WPP, the world’s largest advertising group, reported a better than expected jump in first-half net sales and said its British operations showed signs in July of a “post-Brexit recovery,” sending its shares to a record high.
Run by high-profile businessman Martin Sorrell, the UK group said investments in technology had helped to reduce some costs, while the plunge in the pound following Britain’s vote to leave the European Union had helped reported revenues.
In the long term, however, Sorrell said clients were cautious about big investments as they wait to see what type of deal Britain can secure with its global trading partners.
The firm has little pricing power, he said, and the second half could be tougher than the first due to challenging comparative figures from last year.
“In April to June, we saw a slowdown in the UK before the vote and after the vote in July we saw some strengthening,” said Sorrell, a leading advocate of EU membership.
“So it’s mixed at the moment. It’s still very uncertain because what business wants is certainty and what the government wants is room to maneuver.”
WPP offers branding, media planning, market research and consultancy services, with clients including Ford, Unilever, L’Oreal and Tesco.
The group has been outperforming rivals in recent years, doing particularly well in the United States.
The owner of agencies Ogilvy & Mather, Young & Rubicam and JWT reported first-half like-for-like net sales up 3.8 percent, compared with analysts’ expectations of around 3.2 percent, due to strong demand in North America and continental Europe.
Reported revenue was up 11.9 percent to 6.5 billion pounds ($8.6 billion), helped by the weakness of the pound against the dollar and euro. On a like-for-like basis, growth hit 4.3 percent.
The group also nudged up its full-year revenue forecast, predicting growth of “well over” 3 percent compared with “over” 3 percent before, sending its shares as much as 6.3 percent higher to a record high of 1,857 pence.
WPP said its British operations had traded more strongly in July than the previous quarter, which it said perhaps reflected a “post-Brexit vote recovery” driven by a weaker pound.
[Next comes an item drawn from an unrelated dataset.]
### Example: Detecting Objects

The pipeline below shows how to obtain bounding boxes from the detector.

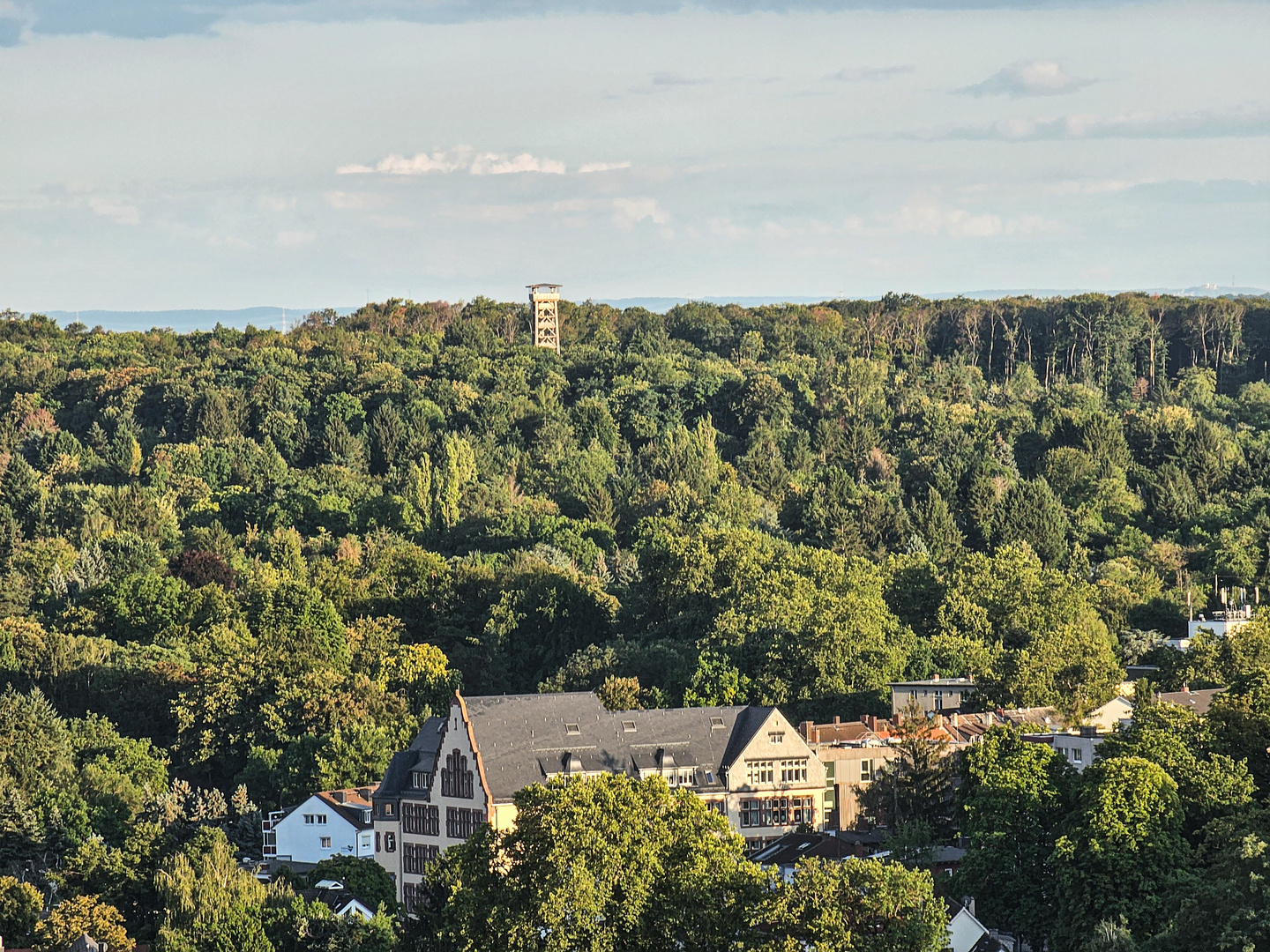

After the June 23 vote, WPP said it would step up its drive to increase sales in its fast growing markets and new media divisions, aiming for them to make up 40-45 percent of revenue over the next four to five years, from 35-40 percent previously.
It will also look to grow more quickly in its major continental European markets.
“WPP’s first-half results are encouragingly strong with a decent beat on an underlying basis amplified by beneficial forex moves,” said Citi analysts, who have a buy rating on the stock.
The first-half update follows an impressive performance from French rival Publicis which reported strong underlying sales growth in July.